The Atlantic Monthly | March 2003
 
Pursuits & Retreats
Personal File

Caring for Your Introvert

The habits and needs of a little-understood group
 
by Jonathan Rauch
 
.....
 
o you know someone who needs hours alone every day? Who loves quiet conversations about feelings or ideas, and can give a dynamite presentation to a big audience, but seems awkward in groups and maladroit at small talk? Who has to be dragged to parties and then needs the rest of the day to recuperate? Who growls or scowls or grunts or winces when accosted with pleasantries by people who are just trying to be nice?
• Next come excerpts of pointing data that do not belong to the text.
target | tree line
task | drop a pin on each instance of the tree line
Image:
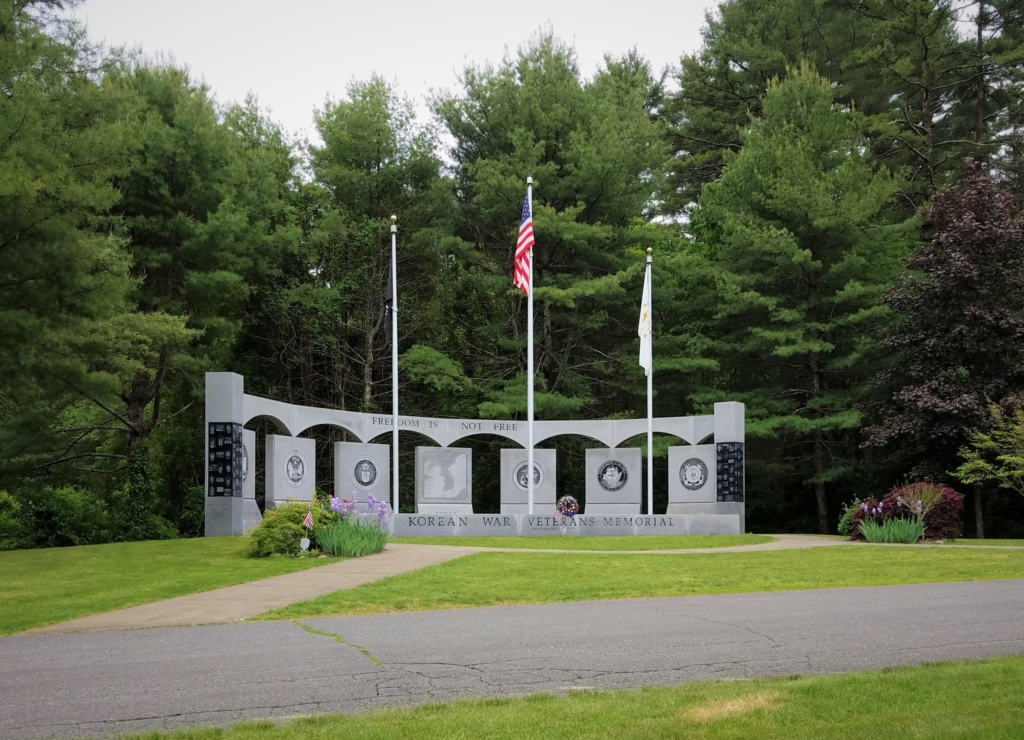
(832, 190)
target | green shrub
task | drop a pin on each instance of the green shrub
(61, 517)
(350, 537)
(893, 530)
(281, 531)
(11, 531)
(846, 521)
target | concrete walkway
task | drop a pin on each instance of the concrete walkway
(236, 603)
(103, 684)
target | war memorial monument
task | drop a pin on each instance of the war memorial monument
(706, 473)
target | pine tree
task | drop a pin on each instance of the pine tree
(958, 337)
(800, 230)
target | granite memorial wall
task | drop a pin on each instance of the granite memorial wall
(706, 481)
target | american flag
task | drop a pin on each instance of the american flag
(520, 266)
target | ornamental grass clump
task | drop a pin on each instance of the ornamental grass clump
(902, 530)
(281, 531)
(937, 508)
(345, 531)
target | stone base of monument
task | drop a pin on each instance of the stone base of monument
(251, 516)
(611, 510)
(450, 525)
(707, 516)
(452, 510)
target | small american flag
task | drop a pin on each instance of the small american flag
(521, 265)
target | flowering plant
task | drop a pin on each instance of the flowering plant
(355, 527)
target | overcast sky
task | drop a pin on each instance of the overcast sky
(293, 54)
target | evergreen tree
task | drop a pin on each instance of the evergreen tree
(323, 316)
(799, 230)
(958, 339)
(64, 264)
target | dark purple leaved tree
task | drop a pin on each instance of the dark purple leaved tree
(958, 335)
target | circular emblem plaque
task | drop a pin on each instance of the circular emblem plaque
(612, 475)
(365, 472)
(295, 468)
(522, 482)
(693, 474)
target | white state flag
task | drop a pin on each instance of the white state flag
(646, 348)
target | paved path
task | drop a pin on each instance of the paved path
(235, 603)
(101, 684)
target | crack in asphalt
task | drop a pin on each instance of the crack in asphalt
(341, 641)
(684, 646)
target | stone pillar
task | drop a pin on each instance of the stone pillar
(224, 453)
(291, 470)
(251, 516)
(707, 481)
(514, 482)
(363, 469)
(692, 476)
(443, 480)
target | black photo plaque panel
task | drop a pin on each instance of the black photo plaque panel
(730, 471)
(224, 458)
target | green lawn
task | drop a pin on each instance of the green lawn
(963, 700)
(489, 578)
(41, 586)
(691, 541)
(988, 542)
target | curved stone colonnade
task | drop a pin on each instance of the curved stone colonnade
(294, 420)
(230, 508)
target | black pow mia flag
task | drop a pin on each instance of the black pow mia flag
(389, 304)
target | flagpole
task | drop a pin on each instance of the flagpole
(650, 400)
(394, 366)
(529, 361)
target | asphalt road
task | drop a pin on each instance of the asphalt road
(102, 684)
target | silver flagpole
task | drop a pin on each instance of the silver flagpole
(394, 366)
(529, 357)
(650, 397)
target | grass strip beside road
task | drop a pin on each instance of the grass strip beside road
(42, 586)
(687, 541)
(987, 542)
(979, 699)
(503, 578)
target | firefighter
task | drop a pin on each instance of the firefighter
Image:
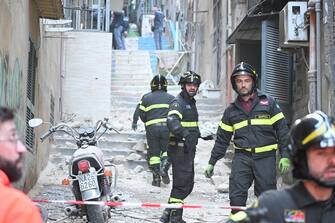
(182, 122)
(153, 109)
(312, 197)
(259, 129)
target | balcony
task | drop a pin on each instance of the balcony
(50, 9)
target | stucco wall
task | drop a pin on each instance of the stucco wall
(19, 21)
(87, 73)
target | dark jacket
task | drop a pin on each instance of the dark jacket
(296, 203)
(262, 130)
(154, 107)
(183, 118)
(158, 20)
(117, 20)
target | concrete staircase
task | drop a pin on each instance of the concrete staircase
(131, 75)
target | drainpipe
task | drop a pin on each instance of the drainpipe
(318, 51)
(312, 60)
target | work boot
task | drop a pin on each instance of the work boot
(176, 216)
(156, 178)
(164, 170)
(165, 218)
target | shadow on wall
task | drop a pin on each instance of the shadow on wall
(11, 89)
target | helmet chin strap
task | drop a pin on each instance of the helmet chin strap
(189, 94)
(248, 93)
(328, 184)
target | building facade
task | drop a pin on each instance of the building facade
(30, 73)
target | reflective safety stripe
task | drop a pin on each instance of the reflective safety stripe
(142, 108)
(146, 109)
(270, 121)
(259, 149)
(240, 124)
(239, 216)
(175, 112)
(317, 132)
(261, 121)
(258, 121)
(277, 117)
(189, 124)
(225, 127)
(154, 160)
(175, 200)
(154, 121)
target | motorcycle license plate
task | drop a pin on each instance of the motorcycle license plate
(87, 181)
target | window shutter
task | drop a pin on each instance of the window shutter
(276, 75)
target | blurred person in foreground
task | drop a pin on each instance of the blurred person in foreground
(15, 206)
(312, 198)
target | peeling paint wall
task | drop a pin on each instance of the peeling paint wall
(19, 23)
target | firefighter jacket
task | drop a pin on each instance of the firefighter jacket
(261, 131)
(183, 118)
(154, 107)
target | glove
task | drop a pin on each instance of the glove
(209, 171)
(134, 126)
(209, 137)
(284, 165)
(190, 144)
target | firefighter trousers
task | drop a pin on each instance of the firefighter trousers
(246, 169)
(157, 138)
(182, 172)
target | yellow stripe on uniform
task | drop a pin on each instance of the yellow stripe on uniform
(240, 125)
(189, 124)
(164, 154)
(319, 131)
(225, 127)
(142, 108)
(156, 106)
(175, 112)
(260, 149)
(266, 121)
(154, 160)
(175, 200)
(277, 117)
(154, 121)
(260, 121)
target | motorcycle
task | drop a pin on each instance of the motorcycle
(89, 176)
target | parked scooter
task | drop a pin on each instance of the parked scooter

If so, do you tell this person he is "too serious," or ask if he is okay? Regard him as aloof, arrogant, rude? Redouble your efforts to draw him out?

If you answered yes to these questions, chances are that you have an introvert on your hands—and that you aren't caring for him properly. Science has learned a good deal in recent years about the habits and requirements of introverts. It has even learned, by means of brain scans, that introverts process information differently from other people (I am not making this up). If you are behind the curve on this important matter, be reassured that you are not alone. Introverts may be common, but they are also among the most misunderstood and aggrieved groups in America, possibly the world.

I know. My name is Jonathan, and I am an introvert.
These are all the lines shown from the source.